Action Potential Morphology Accurately Predicts Proarrhythmic Risk for Drugs With Potential to Prolong Cardiac Repolarization.

Abstract

Drug-induced or acquired long QT syndrome occurs as a result of the unintended disruption of cardiac repolarization due to drugs that block cardiac ion channels. These side effects have been responsible for the withdrawal of a range of drugs from market and are a common reason for termination of the development of new drugs in the preclinical stage. Existing approaches to risk prediction are expensive and overly sensitive meaning that recently there have been renewed efforts, largely driven by the comprehensive proarrhythmic assay initiative, to develop more accurate methods for allocation of proarrhythmic risk. In this study, we aimed to quantify changes in the morphology of the repolarization phase of the cardiac action potential as an indicator of proarrhythmia, supposing that these shape changes might precede the emergence of ectopic depolarizations that trigger arrhythmia. To do this, we describe a new method of quantifying action potential morphology by measuring the radius of curvature of the repolarization phase both in simulated action potentials, as well as in action potentials measured from induced pluripotent stem cell-derived cardiomyocytes. Features derived from the curvature signal were used as inputs for logistic regressions to predict proarrhythmic risk.

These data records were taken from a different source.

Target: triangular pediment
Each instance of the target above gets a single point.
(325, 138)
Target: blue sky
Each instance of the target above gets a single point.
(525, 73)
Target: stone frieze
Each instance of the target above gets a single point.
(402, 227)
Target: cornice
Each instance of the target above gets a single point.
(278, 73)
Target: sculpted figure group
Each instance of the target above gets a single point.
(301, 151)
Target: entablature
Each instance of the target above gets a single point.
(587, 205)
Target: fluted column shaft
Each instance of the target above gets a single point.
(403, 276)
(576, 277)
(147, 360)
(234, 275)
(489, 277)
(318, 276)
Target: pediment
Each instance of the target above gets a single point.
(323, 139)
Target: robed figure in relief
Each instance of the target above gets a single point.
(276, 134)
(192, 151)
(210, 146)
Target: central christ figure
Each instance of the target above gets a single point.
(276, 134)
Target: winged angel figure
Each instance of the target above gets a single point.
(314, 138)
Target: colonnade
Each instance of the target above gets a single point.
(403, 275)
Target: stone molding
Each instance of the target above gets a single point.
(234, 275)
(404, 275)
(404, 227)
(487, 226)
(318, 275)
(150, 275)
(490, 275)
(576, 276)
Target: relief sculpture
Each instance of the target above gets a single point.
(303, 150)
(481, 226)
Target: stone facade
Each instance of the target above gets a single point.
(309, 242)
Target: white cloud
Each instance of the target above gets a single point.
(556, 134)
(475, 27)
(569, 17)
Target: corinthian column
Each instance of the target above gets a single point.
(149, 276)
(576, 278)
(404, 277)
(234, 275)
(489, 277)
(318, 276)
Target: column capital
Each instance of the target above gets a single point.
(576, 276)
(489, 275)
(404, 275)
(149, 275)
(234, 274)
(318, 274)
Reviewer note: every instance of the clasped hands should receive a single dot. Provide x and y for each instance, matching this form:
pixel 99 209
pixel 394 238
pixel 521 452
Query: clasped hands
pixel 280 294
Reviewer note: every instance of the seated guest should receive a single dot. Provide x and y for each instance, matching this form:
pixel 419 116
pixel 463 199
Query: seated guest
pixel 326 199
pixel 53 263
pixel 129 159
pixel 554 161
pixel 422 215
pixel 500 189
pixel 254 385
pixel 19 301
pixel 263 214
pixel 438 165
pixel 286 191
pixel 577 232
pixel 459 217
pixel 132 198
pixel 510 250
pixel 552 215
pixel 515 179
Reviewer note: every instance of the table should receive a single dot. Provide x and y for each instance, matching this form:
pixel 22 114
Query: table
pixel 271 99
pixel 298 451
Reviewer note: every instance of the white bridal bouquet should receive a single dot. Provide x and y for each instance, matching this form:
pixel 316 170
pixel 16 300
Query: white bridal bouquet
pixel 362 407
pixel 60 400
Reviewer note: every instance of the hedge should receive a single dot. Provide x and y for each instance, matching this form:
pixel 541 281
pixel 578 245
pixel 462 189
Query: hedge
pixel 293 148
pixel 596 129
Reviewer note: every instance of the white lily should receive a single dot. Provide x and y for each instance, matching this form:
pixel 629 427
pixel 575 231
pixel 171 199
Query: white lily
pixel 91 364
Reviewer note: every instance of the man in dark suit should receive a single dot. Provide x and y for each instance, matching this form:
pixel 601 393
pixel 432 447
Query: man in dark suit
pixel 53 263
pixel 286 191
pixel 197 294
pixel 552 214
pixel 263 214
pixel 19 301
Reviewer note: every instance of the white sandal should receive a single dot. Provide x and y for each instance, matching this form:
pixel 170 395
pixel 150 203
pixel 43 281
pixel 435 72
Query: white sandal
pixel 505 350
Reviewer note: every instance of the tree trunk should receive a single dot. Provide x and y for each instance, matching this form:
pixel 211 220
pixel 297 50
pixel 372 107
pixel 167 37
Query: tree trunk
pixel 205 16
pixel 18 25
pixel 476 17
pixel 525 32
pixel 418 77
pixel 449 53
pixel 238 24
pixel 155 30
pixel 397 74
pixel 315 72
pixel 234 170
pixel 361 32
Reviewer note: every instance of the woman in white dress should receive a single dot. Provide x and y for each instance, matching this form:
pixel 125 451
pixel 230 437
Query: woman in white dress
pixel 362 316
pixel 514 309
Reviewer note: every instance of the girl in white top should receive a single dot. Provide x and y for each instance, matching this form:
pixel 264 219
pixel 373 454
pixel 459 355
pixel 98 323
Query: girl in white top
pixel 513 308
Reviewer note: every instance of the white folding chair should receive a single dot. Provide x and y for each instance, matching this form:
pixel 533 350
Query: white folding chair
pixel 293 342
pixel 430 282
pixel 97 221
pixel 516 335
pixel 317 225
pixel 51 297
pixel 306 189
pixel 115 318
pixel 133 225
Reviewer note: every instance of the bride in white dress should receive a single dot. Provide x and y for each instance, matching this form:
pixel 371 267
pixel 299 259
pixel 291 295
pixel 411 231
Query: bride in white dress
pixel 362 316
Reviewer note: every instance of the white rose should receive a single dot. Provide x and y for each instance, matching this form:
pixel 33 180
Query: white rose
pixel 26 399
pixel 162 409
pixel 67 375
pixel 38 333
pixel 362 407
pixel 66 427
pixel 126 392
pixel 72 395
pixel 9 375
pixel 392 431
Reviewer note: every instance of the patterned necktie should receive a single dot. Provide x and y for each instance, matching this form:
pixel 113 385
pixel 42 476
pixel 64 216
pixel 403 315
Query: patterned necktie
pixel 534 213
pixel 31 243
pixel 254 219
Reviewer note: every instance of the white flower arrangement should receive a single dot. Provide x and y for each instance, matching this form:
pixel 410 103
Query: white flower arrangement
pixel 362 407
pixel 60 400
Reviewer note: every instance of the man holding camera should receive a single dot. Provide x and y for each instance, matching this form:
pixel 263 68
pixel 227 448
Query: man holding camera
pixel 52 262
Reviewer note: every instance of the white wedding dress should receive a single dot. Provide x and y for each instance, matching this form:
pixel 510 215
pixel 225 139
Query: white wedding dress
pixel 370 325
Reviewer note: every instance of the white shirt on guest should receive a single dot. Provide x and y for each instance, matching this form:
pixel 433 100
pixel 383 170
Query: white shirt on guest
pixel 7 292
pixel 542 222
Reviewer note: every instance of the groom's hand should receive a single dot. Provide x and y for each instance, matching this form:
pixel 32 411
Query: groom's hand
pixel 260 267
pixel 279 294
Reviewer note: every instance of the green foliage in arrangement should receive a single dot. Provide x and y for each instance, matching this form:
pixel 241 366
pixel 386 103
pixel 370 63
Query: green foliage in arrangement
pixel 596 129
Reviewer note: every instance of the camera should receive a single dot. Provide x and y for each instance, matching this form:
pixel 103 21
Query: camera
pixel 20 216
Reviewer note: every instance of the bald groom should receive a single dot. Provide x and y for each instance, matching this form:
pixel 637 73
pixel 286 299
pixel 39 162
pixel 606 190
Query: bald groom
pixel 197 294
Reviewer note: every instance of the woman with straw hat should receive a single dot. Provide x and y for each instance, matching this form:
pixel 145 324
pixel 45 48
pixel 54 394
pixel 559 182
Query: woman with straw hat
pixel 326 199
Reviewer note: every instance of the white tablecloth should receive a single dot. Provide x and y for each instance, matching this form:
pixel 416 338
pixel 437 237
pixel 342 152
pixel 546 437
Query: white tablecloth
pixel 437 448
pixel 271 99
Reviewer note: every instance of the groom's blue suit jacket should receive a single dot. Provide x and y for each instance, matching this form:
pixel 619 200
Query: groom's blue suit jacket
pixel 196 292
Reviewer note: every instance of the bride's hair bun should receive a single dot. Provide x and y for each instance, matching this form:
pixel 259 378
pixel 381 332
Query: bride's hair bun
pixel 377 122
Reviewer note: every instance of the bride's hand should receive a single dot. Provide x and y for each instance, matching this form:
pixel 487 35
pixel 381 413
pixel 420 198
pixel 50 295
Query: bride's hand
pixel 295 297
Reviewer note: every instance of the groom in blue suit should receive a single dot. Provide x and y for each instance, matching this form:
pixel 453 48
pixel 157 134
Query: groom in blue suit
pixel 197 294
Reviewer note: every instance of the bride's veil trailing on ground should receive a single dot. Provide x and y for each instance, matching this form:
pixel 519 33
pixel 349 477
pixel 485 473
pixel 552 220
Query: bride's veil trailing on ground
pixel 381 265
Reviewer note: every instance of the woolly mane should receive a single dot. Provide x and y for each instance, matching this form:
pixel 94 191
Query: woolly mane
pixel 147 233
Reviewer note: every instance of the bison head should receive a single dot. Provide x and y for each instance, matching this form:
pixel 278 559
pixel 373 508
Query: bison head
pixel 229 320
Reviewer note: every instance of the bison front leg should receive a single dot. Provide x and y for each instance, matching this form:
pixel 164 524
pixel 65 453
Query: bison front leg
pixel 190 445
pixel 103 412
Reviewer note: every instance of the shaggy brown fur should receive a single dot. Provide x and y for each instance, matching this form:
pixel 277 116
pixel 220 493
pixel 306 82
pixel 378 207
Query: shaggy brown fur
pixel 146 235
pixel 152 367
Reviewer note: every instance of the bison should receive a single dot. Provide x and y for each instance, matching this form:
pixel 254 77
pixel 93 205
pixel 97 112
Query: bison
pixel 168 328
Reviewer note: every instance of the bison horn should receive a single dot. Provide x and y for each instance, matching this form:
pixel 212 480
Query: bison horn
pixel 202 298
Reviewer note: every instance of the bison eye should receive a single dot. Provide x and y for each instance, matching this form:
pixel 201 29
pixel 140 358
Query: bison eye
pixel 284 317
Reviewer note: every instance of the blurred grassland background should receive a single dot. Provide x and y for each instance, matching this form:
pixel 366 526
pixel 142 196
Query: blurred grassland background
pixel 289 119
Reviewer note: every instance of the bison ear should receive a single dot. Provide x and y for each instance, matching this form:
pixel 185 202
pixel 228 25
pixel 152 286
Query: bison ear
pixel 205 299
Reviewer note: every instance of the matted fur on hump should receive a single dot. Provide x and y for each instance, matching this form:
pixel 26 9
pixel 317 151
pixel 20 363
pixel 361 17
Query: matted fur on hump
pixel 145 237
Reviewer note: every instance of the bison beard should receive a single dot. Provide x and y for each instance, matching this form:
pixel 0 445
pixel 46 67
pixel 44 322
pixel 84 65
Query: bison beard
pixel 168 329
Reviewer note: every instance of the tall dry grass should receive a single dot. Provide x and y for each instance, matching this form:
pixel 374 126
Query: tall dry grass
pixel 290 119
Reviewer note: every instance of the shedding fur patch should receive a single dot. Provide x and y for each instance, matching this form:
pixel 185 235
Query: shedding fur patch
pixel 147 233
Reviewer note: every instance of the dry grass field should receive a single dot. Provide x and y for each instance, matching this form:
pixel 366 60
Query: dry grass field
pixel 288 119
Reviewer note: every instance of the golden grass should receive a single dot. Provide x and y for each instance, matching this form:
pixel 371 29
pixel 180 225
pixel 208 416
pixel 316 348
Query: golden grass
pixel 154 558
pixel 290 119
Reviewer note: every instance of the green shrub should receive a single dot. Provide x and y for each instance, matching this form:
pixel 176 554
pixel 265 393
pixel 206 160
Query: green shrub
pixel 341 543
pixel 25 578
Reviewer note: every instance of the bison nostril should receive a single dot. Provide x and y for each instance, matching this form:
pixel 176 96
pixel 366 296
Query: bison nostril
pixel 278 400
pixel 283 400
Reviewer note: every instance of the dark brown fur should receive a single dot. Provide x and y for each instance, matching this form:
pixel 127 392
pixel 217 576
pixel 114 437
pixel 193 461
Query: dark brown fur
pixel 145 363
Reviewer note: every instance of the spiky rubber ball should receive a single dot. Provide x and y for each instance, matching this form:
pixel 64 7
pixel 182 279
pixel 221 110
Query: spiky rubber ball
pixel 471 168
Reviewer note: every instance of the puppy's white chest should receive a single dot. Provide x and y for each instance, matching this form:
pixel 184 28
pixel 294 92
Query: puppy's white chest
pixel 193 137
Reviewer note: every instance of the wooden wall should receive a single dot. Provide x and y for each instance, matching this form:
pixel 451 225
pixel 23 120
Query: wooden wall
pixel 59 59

Optimal risk classifiers based on morphology were able to correctly classify risk to drugs in the comprehensive proarrhythmic assay initiative panels with very high accuracy (0.9375) and outperformed conventional metrics based on action potential duration at 90% repolarization, triangulation, and charge movement (qNet). Analysis of action potential morphology in response to proarrhythmic drugs improves prediction of torsadogenic risk. Furthermore, morphology metrics can be measured directly from the action potential, potentially eliminating the burden of undertaking complex screens of potency and drug-binding kinetics against multiple cardiac ion channels. As such, this method has the potential to improve and streamline regulatory assessment of proarrhythmia in preclinical drug development.